Dem Wildfire scheint es auch an einer ordentlichen Grafiklösung zu fehlen. Ich finde im Netz keine richtig zuverlässigen Infos darüber (???). Das Nachfolgemodell (Wildfire S) hat die gleichen Specs wie mein Optimus One. Im THG-Test wird von einem flüssigen Betrieb mit dem Optimus One gesprochen: "Insgesamt flüssig funktioniert das Arbeiten mit dem Optimus One. Nur selten kommt es zu Verzögerungen."... LG P500 Optimus One : Alternative zu iPhone & Co: Smartphones für den schmalen Geldbeutel

Warten wir mal ab... wenn das Wildfire S ankommt!


----------



## foin (21. Februar 2011)

*AW: Neues Handy, Smartphone bis 250€*

Habe mich entschieden, da mum mir noch bisschen geld gibt, dass es ein Motorola Defy wird...oder hat wer was dagegen?


----------



## sleek (21. Februar 2011)

*AW: Neues Handy, Smartphone bis 250€*

würd ich auch nehmen, zumal die neuen chargen mit BF oder BT oder einem blauen punkt unterm akku auch das hörerproblem nicht mehr haben. schlag zu beim defy!


----------



## Steck0rWechsl0r (21. Februar 2011)

Die Profis vom Linux Magazin (Mobile OS Sonderheft) bemängeln die Leistungsminderung durch die aufgespielte Motoblur-Oberfläche. Auch die PC-Welt bemängelt dies beim Defy-Test. Am besten guckst du wie man das Kruppzeug runterkriegt, ich weiß es nämlich nicht. Bei mir läuft es so weit flüssig auf dem Optimus One.


----------



## foin (21. Februar 2011)

*AW: Neues Handy, Smartphone bis 250€*

ich habe es nun bestellt...
jo, ich schau mal, wie man es weg bekommt, danke für eure beratung!


----------



## derseppl (21. Februar 2011)

*AW: Neues Handy, Smartphone bis 250€*

Also ich nutze es aktuell mit Motoblur. Ich warte bis Froyo rauskommt und flashe dann eine Version ohne Motoblur, weil ich es einfach nicht brauche. Im Android-Hilfe Forum findest du ROMs welche deblured sind. Flashen geht auch relativ einfach  
Anmelden bei Motoblur würde ich mich aber auf jedenfall nicht (kann man überspringen beim ersten Start), außer du willst die Dienste wirklich nutzen.

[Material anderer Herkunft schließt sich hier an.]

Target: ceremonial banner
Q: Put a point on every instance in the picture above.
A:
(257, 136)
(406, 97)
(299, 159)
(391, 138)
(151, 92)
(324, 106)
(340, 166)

Aktuell nutze ich den GoLauncher und ein Ruckeln oder eine Leistungsverminderung merkt man nicht. Bei den Programmstarts habe ich jedoch keine Vergleichsmöglichkeit, aber meinem Empfinden nach läuft alles schön flüssig und annehmbar schnell (nur die Kamera könnte schneller laden^^). Selbst mit dem normalen Launcher war es übrigens immer nur ein kurzes zucken wenn man übertrieben durch die Homescreens switcht.


----------



## foin (21. Februar 2011)

*AW: Neues Handy, Smartphone bis 250€*

Ich weiß noch nichtmal wirklich, was ich mit Motoblur mahcen kann  muss ich wohl mal nachlesen 
Froyo ist doch 2.2 und das ist fürs Defy draußen, sogar 2.2.1... kann man auf der Motorola seite downloaden ...


----------



## derseppl (21. Februar 2011)

*AW: Neues Handy, Smartphone bis 250€*

Nein, aktuell ist nur Eclair, 2.1, draußen. Was die Nummer 2.2.1 hat ist die Build Version. Aktuell ist: Android 2.1 Build 2.51.1. Von Froyo gibt es bis jetzt nur frühe, inoffizielle, Builds die noch ein paar Bugs haben, kannst du aber nachlesen.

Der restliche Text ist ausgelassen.